Y entonces, entró. Lento, firme.  Ella soltó un gemido ahogado al sentir cómo la llenaba por completo, los movimientos comenzaron suaves, con una cadencia que la volvía loca: avanzaba, retrocedía, presionaba con ritmo, mientras una de sus manos se deslizaba por su espalda y la otra se apoyaba firme en su nuca, dominando con suavidad. Gabriela no sabía qué la excitaba más: el sonido húmedo de cada embestida, o el peso de esa mano grande sobre ella.

—Adrián… más fuerte —jadeó.

Él obedeció y aceleró, golpeaba profundo, y cada vez que entraba, su pelvis chocaba con fuerza contra sus glúteos. Gabriela estaba al borde otra vez. El colchón crujía, su cuerpo temblaba. Él gruñía bajo, en su oído.

—Te sientes jodidamente perfecta así…

Adrián se detuvo de golpe. La hizo girar y la levantó de nuevo, cargándola con ambas manos bajo los muslos, mientras ella se aferraba a su cuello. Entró de nuevo en ella en esa posición, y el ángulo le arrancó un gemido incontrolable.

—¡Adrián…! ¡Dios!

Él la empujaba contra la pared de su cuarto, penetrándola en el aire, con los músculos tensos y la mirada fija en ella. Gabriela sentía cada embate profundo, cada centímetro. Se besaban entre jadeos, como si se devoraran. Ella alcanzó su segundo orgasmo mientras seguía encima de él, temblando de pies a cabeza.

Pero Adrián aún no había terminado, la dejó sobre la cama, tomó su mano y la llevó hacia su propia entrepierna.

—Tócame —le pidió.

Y Gabriela lo hizo, lo masturbó lento, con esa misma obsesión que tenía desde que lo conoció. Miraba cómo movía su propia mano en torno a él, cómo Adrián cerraba los ojos, cómo jadeaba. Entonces él la guió, bajó su cuerpo y le ofreció su sexo. Ella entendió, lo tomó en la boca, lo acarició con la lengua, lo lamió con hambre.

—Así… —susurró él—. Tan buena… tan mía…

Adrián terminó en su boca, mientras ella lo miraba a los ojos, sin dejar de acariciarlo con sus dedos hasta el último espasmo. Cuando acabó, ambos se quedaron en silencio. Solo se escuchaban sus respiraciones y en la habitación aún flotaba el olor del deseo.

 

Parte 3: Donde podrían atraparlos

Gabriela se dejó caer boca arriba sobre la cama, jadeando. El cuerpo aún le temblaba. Las piernas abiertas, los pechos subiendo y bajando con cada respiración, los labios húmedos, calientes, entreabiertos. Adrián la observaba desde el borde de la cama, con una sonrisa torcida en los labios.

—¿Qué pasa? —le dijo ella, mirándolo con el rostro ruborizado—. ¿Acaso no estás satisfecho?

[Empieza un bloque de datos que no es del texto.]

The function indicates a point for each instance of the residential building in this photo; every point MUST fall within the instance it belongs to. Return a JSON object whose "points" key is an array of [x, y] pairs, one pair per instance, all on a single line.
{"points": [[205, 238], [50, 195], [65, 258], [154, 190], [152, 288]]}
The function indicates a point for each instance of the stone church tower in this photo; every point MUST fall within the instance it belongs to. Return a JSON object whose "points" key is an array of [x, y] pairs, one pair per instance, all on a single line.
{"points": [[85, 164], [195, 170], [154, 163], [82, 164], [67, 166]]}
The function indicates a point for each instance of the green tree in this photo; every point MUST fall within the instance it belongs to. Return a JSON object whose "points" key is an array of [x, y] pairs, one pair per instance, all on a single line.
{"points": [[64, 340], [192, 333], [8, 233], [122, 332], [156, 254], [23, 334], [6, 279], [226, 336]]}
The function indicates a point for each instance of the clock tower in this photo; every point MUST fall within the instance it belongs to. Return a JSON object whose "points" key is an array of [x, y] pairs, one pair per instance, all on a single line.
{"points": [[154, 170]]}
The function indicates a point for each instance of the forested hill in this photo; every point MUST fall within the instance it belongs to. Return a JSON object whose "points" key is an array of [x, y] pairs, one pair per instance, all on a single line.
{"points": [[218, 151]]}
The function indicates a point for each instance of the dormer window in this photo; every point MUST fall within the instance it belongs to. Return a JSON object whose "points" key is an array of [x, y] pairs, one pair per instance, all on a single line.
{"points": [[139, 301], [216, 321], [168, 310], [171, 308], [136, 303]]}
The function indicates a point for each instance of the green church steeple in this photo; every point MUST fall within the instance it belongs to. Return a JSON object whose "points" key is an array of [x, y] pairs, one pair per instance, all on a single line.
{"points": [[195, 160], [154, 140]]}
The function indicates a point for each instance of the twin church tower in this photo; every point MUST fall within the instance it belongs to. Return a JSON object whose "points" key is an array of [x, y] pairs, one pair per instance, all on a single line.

—Sí. Pero aún no estoy tranquilo.

—¿Por qué?

Adrián se levantó y caminó hacia la puerta. Se asomó al pasillo. Silencio. Volteó a mirarla con una mirada cómplice.

—Porque todavía no te he follado donde podrían atraparnos.

Gabriela se incorporó lentamente, el corazón latiendo fuerte. El solo pensamiento la excitaba.

—¿Quieres que bajemos a la sala? —preguntó, con una mezcla de incredulidad y morbo.

—Sí, pero esta vez —dijo Adrián, acercándose y tomándola por la muñeca—, no quiero que te calles.

La llevó de la mano, desnuda, con el cabello revuelto y las piernas aún temblorosas. Al llegar a la sala, la apoyó contra la pared, con la ventana abierta y la cortina apenas moviéndose por el viento. Afuera, se oía el ruido lejano de un auto, un perro ladrando, una moto. Podía pasar cualquiera, podía verlos cualquiera.

—Adrián… —susurró ella, con los ojos brillando de excitación.

Él se arrodilló delante de ella, separándole las piernas con ambas manos.
—Grita si te gusta —le dijo.
Y la besó allí abajo sin piedad.

La lengua de Adrián entraba y salía de ella con ritmo firme. La punta acariciaba su clítoris mientras dos dedos se abrían paso, con un vaivén que la enloquecía. Gabriela no podía controlar los gemidos, y su voz empezaba a subir. Se aferraba al respaldo del sofá mientras su cuerpo se arqueaba.

—¡Adrián! Ah… ¡Dios, sí! ¡Ahhh… no pares…!

Él metía y sacaba los dedos con velocidad, mientras la chupaba con hambre. El sonido húmedo de su lengua y sus gemidos se mezclaban en el aire. Estaban en el corazón de la casa, a metros de la puerta, y a ella ya no le importaba.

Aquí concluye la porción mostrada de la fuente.